The old marriage status lets anyone under the age of 15 get married as long as they got permission from the court and showed good cause.

It also let people under 18 get married with the permission of a parent or guardian.

St. Louis County Recorder of Deeds Gerald Smith says he does remember anyone in the county getting a judge's permission to get married since he's been there, but he believes there have been about 85 marriages in the county that needed parental approval since 2000.

“So, while the age changes nothing else changes in terms of how a verify the ages. We will be using certified birth certificates, government-issued identification cards, passports, things of that nature,” he says.

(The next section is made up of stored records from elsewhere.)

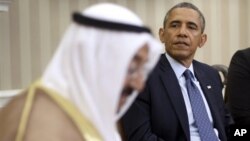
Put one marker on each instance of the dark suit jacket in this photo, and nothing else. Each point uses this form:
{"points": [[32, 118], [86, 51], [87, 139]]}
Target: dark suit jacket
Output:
{"points": [[159, 112], [238, 87]]}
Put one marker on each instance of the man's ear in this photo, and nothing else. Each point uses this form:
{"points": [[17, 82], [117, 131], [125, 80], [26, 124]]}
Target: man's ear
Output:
{"points": [[161, 35], [203, 40]]}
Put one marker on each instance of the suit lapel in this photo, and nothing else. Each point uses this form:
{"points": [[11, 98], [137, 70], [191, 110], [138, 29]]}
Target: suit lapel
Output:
{"points": [[208, 91], [174, 93]]}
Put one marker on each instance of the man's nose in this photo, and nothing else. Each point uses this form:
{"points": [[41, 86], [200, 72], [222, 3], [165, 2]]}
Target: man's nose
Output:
{"points": [[183, 31]]}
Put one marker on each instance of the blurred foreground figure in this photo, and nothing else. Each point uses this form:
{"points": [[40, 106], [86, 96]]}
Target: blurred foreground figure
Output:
{"points": [[238, 87], [97, 71]]}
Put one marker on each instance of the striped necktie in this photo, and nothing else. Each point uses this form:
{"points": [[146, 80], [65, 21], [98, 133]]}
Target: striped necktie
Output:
{"points": [[202, 121]]}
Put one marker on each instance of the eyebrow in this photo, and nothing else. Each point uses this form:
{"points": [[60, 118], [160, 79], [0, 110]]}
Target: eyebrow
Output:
{"points": [[189, 22]]}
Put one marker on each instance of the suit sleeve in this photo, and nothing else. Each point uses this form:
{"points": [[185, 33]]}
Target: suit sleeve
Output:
{"points": [[238, 87], [136, 122]]}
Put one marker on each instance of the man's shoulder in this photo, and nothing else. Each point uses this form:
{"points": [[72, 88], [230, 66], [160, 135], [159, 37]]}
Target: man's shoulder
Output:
{"points": [[203, 66], [10, 117]]}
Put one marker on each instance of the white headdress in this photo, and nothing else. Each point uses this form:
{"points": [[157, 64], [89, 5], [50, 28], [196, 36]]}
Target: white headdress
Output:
{"points": [[90, 65]]}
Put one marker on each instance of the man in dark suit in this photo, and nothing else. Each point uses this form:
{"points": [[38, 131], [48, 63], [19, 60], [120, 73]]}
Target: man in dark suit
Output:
{"points": [[238, 87], [164, 111]]}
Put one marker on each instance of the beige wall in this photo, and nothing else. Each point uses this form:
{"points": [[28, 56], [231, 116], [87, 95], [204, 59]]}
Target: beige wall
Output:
{"points": [[31, 30]]}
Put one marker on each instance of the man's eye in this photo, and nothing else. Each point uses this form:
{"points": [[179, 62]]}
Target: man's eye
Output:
{"points": [[192, 27], [173, 25]]}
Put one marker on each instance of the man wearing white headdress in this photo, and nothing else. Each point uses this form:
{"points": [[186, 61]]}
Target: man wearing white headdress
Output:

While some lawmaker argues this is an issue of personal freedom. Others say a person this young isn't allowed to vote, drink alcohol or smoke, get a tattoo or serve in the military so they shouldn't be able to get married in a civil ceremony.

“People can still enter into a religious ceremony outside of the government eyes, but to authorize something that would normally be under the eyes of the law, statutory rape under the guise of freedom is nonsensical to me and a shield for abuse,”  Merideth.

Fox 2 reached out to all of the lawmakers who voted against the new law and hasn’t heard back yet.